In Thailand, the prevalence of major congenital anomalies is 26.12 per 1000 live births and accounts for approximately one-fifth of neonatal deaths [2]. Thailand is a middle-income developing country, and most of its population is Buddhist. The national health policy provides maternal serum screening and mid-trimester ultrasound screening for all patients and a prenatal diagnosis in indicated pregnant women. Thai Penal Code 305 and Thai Medical Council Regulation 2005 permit legal abortions for pregnant women experiencing severe stress from the risk of having a fetus with severe anomalies and/or genetic disorders as determined by a qualified physician [3]. Safe abortions are promoted for these women and are covered by national health insurance.

Several complicated factors, including parents’ psychological, sociocultural and religious backgrounds and economic status, affect parental decisions to continue or terminate a pregnancy. Previous studies have indicated that the TOP rate for fetal anomalies varies from 25 to 90% among populations with a variety of legal gestational limits [4,5,6,7,8,9,10]. Factors identified to affect parental decisions include maternal age, previous uncompleted pregnancies, rural residency, religious background, gestational age at diagnosis, severity of the fetal anomalies, involvement of the central nervous system or multiple organs and presence of genetic abnormalities [4,5,6,7,8,9,10].

Several reports have been published on parental decisions regarding TOP for fetal anomalies in developed countries; however, to our knowledge, similar studies with adequate case numbers and designs are scarce for developing countries, especially in the South-East Asia region, including Thailand [4,5,6,7,8,9,10,11,12]. This study was conducted to investigate the rates of TOP following diagnoses of major fetal anomalies before 24 gestational weeks at Ramathibodi Hospital, Bangkok, Thailand.
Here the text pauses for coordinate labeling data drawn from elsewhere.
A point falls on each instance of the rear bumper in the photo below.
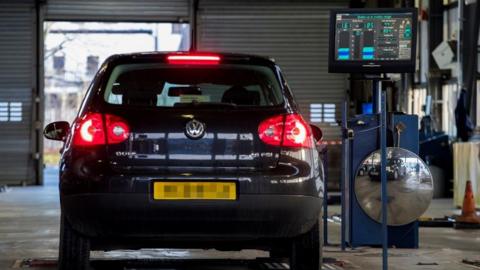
(250, 218)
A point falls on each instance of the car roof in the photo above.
(227, 57)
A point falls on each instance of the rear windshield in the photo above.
(163, 85)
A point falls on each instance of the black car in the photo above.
(189, 150)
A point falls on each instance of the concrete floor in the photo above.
(29, 218)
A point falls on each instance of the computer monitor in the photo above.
(372, 40)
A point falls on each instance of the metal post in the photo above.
(345, 173)
(325, 196)
(460, 45)
(193, 24)
(376, 98)
(383, 173)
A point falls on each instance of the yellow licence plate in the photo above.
(194, 191)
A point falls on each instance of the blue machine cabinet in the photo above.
(360, 229)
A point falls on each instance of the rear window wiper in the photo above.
(206, 104)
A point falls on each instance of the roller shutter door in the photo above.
(117, 10)
(295, 34)
(17, 80)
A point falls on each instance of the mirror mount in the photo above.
(57, 131)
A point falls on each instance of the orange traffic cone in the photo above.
(468, 210)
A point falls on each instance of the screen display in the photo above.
(373, 36)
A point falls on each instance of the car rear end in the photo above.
(182, 150)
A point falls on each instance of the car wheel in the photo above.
(305, 253)
(74, 250)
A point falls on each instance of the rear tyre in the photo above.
(305, 253)
(74, 250)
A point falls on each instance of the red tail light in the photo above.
(90, 130)
(193, 59)
(289, 130)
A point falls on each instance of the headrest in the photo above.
(184, 90)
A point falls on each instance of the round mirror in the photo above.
(410, 186)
A secondary goal was to evaluate the factors related to these parental decisions. This information may improve prenatal care and counselling in Thailand and South-East Asia.



The Fetal Anomaly Clinic (FAC) at Ramathibodi Hospital is a maternal-fetal medicine (MFM) clinic in a university hospital located in Thailand’s capital city. This institute employed 6–11 MFM specialists between 2010 and 2020, and five were present throughout the entire study period. Pregnant women with suspected fetal anomalies based on ultrasound with or without abnormal maternal serum screening or cell-free DNA screening results were referred for further management. Couples at risk for thalassemia and pregnant women desiring a prenatal diagnosis owing to advanced maternal age but without structural fetal anomalies are not referred to the FAC.
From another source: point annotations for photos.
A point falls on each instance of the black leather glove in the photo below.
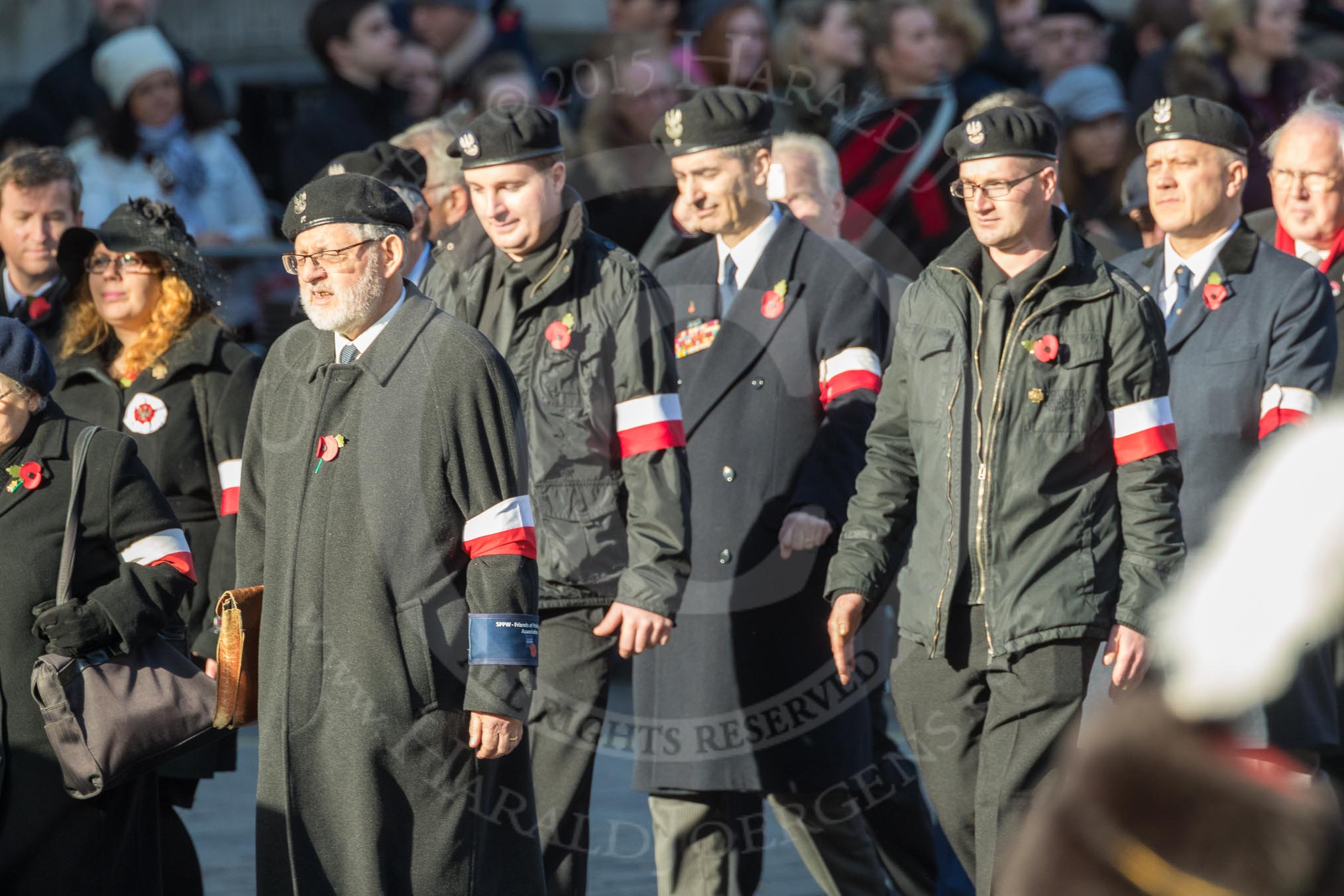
(73, 628)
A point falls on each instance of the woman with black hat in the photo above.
(142, 354)
(132, 570)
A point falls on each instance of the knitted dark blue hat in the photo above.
(23, 359)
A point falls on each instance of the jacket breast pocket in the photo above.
(581, 539)
(1070, 387)
(932, 372)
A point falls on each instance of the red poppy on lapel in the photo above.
(558, 335)
(38, 308)
(31, 475)
(1046, 349)
(1214, 296)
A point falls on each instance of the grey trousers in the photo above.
(573, 681)
(695, 837)
(983, 731)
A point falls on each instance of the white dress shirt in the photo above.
(1199, 264)
(1310, 254)
(367, 337)
(748, 253)
(14, 297)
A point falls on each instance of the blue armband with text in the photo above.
(502, 638)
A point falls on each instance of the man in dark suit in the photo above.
(39, 199)
(780, 345)
(1307, 182)
(1252, 337)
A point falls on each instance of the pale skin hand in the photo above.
(1127, 652)
(846, 614)
(494, 736)
(640, 629)
(803, 532)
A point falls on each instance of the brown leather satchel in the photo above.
(239, 629)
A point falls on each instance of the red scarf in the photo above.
(1285, 243)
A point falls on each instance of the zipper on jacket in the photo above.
(547, 274)
(952, 563)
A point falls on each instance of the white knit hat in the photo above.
(128, 57)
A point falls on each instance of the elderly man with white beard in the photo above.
(385, 511)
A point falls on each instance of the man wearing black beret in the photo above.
(383, 507)
(780, 341)
(1252, 337)
(588, 333)
(1023, 448)
(405, 171)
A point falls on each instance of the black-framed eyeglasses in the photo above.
(294, 262)
(125, 264)
(992, 190)
(1314, 182)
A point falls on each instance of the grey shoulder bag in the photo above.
(112, 716)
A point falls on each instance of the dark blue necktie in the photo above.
(1182, 290)
(729, 288)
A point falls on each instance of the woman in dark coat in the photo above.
(141, 354)
(132, 570)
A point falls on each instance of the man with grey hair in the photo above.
(1307, 183)
(388, 518)
(1253, 343)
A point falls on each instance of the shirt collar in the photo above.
(1199, 264)
(748, 253)
(14, 297)
(421, 264)
(367, 337)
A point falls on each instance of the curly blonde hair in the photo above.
(175, 311)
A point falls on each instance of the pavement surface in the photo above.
(223, 826)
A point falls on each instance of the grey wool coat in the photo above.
(745, 696)
(371, 565)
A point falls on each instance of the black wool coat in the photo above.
(196, 463)
(50, 842)
(745, 695)
(371, 565)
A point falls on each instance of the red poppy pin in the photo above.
(1214, 292)
(38, 308)
(558, 332)
(328, 446)
(772, 304)
(1044, 350)
(27, 475)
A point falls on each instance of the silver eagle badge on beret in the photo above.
(673, 125)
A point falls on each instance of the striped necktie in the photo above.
(1182, 290)
(729, 288)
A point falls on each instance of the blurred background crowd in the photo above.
(230, 108)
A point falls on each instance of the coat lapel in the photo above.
(47, 445)
(745, 331)
(1235, 258)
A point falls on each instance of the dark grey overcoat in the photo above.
(745, 695)
(371, 566)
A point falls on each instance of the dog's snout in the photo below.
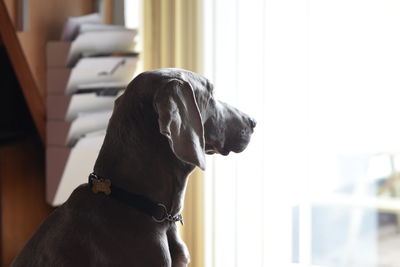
(253, 123)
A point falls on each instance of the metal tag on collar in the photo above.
(168, 217)
(99, 185)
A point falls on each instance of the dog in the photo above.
(161, 128)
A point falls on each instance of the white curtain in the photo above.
(322, 80)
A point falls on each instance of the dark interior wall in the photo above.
(15, 119)
(22, 179)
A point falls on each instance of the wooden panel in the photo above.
(46, 20)
(24, 74)
(22, 186)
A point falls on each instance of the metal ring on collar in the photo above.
(167, 216)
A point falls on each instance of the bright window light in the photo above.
(319, 182)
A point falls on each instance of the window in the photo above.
(318, 183)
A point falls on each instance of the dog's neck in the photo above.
(140, 161)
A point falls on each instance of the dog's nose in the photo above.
(253, 123)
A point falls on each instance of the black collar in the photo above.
(157, 211)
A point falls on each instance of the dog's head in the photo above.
(194, 122)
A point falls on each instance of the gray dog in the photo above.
(161, 128)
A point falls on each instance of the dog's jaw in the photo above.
(135, 157)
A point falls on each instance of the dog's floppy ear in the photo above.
(180, 121)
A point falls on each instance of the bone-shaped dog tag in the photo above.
(101, 185)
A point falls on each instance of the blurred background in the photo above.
(319, 184)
MFM fellows and staff performed specialised ultrasound scans for all patients using a Voluson E8 or E10 (GE Healthcare, Wauwatosa, WI, USA). Invasive diagnostic procedures, such as karyotyping, chromosomal microarray analysis, gene mutation tests and alpha thalassemia major testing, were offered for indicated patients and performed by MFM fellows and staff. If an anomaly was identified, the MFM team provided counselling regarding the nature of the disease, prognosis of the fetus and potential management options; termination of pregnancy or continuing pregnancy with close surveillance or fetal therapy as indicated, for the women and their husbands and/or relatives. In cases when the MFM staff lacked the confidence to advise about particular anomalies or parental requests, neonatologists, paediatric geneticists, paediatric cardiologists and paediatric surgeons were involved in the counselling. The severity grade of a fetal anomaly was documented by consensus between at least two MFM staff members.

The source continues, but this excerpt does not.